Hamburg. Umfrage zeigt Nachteile gegenüber konkurrierenden Städten wie Berlin und München. Was die Hansestadt laut Experten besser machen muss.
Eigentlich ist es durchaus eine Erfolgsgeschichte: Bei aktuell 120 Start-ups in Hamburg arbeiten 3199 Menschen, vor einem Jahr waren es 1354. Doch der „Deutsche Startup Monitor“, eine alljährlich vom Bundesverband Deutsche Startups in Kooperation mit der Wirtschaftsprüfungs- und Unternehmensberatungsfirma PwC sowie dem akademischen Partner netSTART erstellte Umfrage enthält auch deutliche Kritik am Gründungsstandort Hamburg.
So bewerten nur 43 Prozent der jungen (bis zehn Jahre), innovativen und wachstumsorientierten Firmen in der Hansestadt ihr Umfeld mit sehr gut oder gut – das sind erheblich weniger als im Bundesschnitt (58 Prozent). Damit schneide Hamburg gerade im Vergleich zu den beiden anderen Top-3-Start-up-Metropolen Berlin und München schlecht ab, heißt es von PwC: In Berlin finden 68 Prozent der Firmengründer die Umfeldbedingungen gut oder sehr gut, in München sagen das 67 Prozent.
Zwar würden 94 Prozent der Hamburger Gründerinnen und Gründer nach der jetzigen Firma abermals ein neues Unternehmen aufbauen, aber nur etwas mehr als die Hälfte von ihnen (55 Prozent) würde das wieder am gleichen Standort tun – im deutschlandweiten Mittel täten das der Umfrage zufolge immerhin 67 Prozent.

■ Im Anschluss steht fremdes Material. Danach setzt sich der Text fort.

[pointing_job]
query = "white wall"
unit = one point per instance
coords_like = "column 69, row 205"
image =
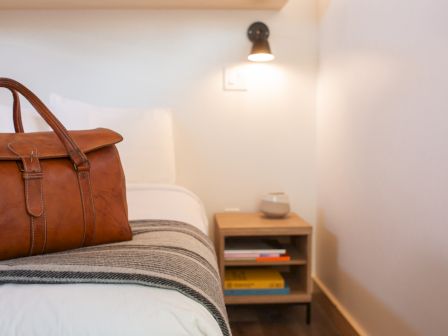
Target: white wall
column 383, row 162
column 231, row 146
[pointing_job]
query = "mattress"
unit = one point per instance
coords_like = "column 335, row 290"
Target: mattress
column 97, row 309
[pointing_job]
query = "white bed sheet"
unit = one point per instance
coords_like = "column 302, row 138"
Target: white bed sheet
column 93, row 309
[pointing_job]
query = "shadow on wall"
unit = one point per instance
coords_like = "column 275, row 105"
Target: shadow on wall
column 322, row 8
column 378, row 318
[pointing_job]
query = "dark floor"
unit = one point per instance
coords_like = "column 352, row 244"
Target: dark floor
column 281, row 320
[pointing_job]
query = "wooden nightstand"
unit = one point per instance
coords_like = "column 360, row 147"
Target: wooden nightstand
column 291, row 232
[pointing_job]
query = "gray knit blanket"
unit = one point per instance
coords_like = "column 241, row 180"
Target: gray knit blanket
column 162, row 254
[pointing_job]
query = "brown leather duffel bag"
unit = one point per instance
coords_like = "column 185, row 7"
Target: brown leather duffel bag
column 58, row 190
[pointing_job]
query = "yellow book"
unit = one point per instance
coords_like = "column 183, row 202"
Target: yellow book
column 253, row 278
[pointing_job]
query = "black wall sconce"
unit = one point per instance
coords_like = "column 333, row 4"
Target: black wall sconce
column 258, row 34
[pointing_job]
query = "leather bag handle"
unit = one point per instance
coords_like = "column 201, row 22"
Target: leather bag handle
column 16, row 112
column 78, row 157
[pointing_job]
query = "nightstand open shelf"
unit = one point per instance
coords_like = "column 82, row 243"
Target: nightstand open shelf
column 291, row 233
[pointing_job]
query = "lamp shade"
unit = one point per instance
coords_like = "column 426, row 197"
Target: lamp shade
column 261, row 52
column 258, row 34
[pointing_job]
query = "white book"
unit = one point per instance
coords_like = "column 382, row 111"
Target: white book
column 252, row 246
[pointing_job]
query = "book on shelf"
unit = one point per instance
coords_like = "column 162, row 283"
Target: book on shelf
column 272, row 259
column 257, row 258
column 265, row 291
column 252, row 246
column 253, row 278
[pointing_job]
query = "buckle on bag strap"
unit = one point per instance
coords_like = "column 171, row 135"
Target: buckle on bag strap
column 34, row 198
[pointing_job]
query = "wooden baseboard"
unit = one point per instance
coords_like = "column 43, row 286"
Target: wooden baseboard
column 341, row 318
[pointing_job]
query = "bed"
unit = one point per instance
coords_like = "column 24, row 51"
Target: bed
column 91, row 291
column 117, row 309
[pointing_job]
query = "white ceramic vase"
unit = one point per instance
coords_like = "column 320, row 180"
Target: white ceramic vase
column 275, row 205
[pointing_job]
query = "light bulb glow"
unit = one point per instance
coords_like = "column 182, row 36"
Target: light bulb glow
column 260, row 57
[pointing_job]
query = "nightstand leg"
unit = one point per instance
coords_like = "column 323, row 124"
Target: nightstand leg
column 308, row 313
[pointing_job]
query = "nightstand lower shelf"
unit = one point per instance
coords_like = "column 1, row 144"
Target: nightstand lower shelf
column 294, row 297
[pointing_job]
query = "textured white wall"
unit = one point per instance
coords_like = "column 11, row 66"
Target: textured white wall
column 383, row 162
column 231, row 146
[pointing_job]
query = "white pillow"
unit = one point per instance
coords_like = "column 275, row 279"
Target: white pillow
column 147, row 151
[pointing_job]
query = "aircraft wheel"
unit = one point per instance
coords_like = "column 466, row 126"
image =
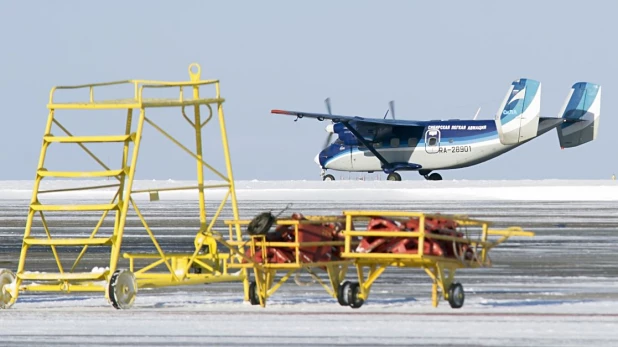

Start-ups: Wachstumskapital in Hamburg schwieriger zu bekommen
Ein wesentliches Problem ist offenbar die Finanzierung: 17 Prozent der Start-ups bundesweit beklagen eine Verschlechterung der Finanzierungsbedingungen, in Hamburg beobachten dies 31 Prozent.
Während in der Hansestadt ein höherer Anteil der jungen Unternehmen in der Frühphase nach der Gründung staatliche Förderung oder Geld von sogenannten „Business Angels“ erhält als im Bundesschnitt, hapert es dann offensichtlich bei der Wachstumsfinanzierung in den späteren Phasen: 47 Prozent der Start-ups in Hamburg würden gern „Venture Capital“ von spezialisierten Investmentgesellschaften bekommen, aber nur 24 Prozent konnten sich eine solche Finanzierung sichern – in Berlin sind es 37 Prozent.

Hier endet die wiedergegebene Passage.